Эта бешеная тройка без разбора и без смысла поливала все машины гражданского населения, «сепаратистов» там не было. Такое потом часто происходило, пока не сменилось такими же бессмысленными и жуткими обстрелами. Спастись удалось только тем, кто ехал дальше других от карателей и успел свернуть за заграждения. Машину сына изрешетили полностью, он и два его коллеги скончались на месте. Приехавшие врачи сразу отвезли их в морг. Убийцы исчезли также быстро, как и появились.
… Вот и все… Сына моего нет… И Украины моей нет… — из глаз убитой горем матери снова потекли слёзы, — да и не было ее… Лучше бы ее не было… И меня…
Мне тогда сдохнуть хотелось. 4 дня отхаживали. Спасли внуки — вроде как есть еще ради кого ползать. Именно ползать — моя жизнь закончилась месяц назад.
Потом начались обстрелы, и мне стало стыдно смотреть в глаза людям. Казалось, что все думали: «Что, дождалась своих спасателей, тварь». Все, что было ценного, я тогда отнесла сыну, невестке Руслана и третью часть отдала ДНР… Почему? Потому что не знаю, как и чем можно оправдать тотальное уничтожение Донбасса? Ради чего пришли уничтожать целый регион. Ради какой Украины его стараются обезлюдеть, его зачищают.

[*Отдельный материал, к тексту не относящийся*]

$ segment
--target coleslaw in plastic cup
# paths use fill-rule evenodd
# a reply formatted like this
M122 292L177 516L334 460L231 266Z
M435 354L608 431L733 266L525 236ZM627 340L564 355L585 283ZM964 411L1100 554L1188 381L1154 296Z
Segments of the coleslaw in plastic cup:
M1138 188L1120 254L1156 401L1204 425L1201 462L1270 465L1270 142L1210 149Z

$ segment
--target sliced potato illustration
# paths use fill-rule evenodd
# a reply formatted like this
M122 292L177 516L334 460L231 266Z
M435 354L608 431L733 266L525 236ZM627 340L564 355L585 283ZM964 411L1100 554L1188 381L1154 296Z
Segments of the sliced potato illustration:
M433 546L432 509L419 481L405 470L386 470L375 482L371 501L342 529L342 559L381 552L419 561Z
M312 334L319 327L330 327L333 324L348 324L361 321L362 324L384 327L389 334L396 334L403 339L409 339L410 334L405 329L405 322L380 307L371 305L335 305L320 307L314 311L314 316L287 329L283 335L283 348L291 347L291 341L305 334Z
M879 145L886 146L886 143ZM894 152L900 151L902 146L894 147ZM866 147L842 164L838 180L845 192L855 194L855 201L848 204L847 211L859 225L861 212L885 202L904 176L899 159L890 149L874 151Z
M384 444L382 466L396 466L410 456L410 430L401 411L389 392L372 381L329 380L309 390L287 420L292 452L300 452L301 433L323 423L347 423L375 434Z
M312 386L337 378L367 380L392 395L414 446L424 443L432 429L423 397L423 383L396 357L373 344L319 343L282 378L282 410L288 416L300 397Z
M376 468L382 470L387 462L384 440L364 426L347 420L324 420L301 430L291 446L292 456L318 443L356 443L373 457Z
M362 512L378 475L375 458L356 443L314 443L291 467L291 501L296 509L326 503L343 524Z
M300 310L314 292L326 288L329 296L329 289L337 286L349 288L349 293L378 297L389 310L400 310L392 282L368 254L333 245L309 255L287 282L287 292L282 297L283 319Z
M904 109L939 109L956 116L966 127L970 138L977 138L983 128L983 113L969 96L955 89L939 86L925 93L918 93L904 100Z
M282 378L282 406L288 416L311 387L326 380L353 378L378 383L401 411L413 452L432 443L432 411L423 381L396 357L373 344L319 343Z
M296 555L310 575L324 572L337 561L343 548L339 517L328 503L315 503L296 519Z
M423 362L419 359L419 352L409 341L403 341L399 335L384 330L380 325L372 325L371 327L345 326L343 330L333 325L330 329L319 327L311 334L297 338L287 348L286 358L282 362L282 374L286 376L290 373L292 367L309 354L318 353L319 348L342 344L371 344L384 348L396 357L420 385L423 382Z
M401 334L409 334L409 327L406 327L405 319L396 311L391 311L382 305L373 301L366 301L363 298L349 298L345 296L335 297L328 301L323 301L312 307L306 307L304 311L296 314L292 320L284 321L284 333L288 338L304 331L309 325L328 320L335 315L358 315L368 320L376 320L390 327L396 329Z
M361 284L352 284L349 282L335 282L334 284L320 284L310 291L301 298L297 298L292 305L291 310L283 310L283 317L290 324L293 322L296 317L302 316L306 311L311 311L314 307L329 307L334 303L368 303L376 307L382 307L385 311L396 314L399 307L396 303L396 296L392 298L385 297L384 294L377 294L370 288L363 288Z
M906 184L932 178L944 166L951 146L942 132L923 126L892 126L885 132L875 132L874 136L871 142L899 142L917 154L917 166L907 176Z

Почему народ, поколениями живший здесь, вынужден бежать отсюда? Ради восхищения «віковою культурою та гідністю українсьтва»? Это стоит убийства Руслана, убийства детей и стариков? Проклятое лето в проклятой стране. Стране, которой теперь нет, — замолчала Алевтина, поджав губы, а через минуту добавила, — и, слава Богу, что ее больше нет.»
Мы еще долго сидели, я пила чай, она продолжала рассказывать, потом была сирена, и наш разговор продолжился в подвале, где уже она успокаивала соседей.
Мы попрощались, Алевтина Евгеньевна приглашала в гости. Домой я попала уже затемно. Потом было бегство в Россию, обустройство на новом месте и куча проблем. Но теперь каждый раз, когда слышу про Украину, перед глазами стоит она, старый учитель, чью душу Украина сожгла как и людей в Одессе. Перед глазами стоит она, и вспоминаются ее слова: «Проклятое лето в проклятой стране».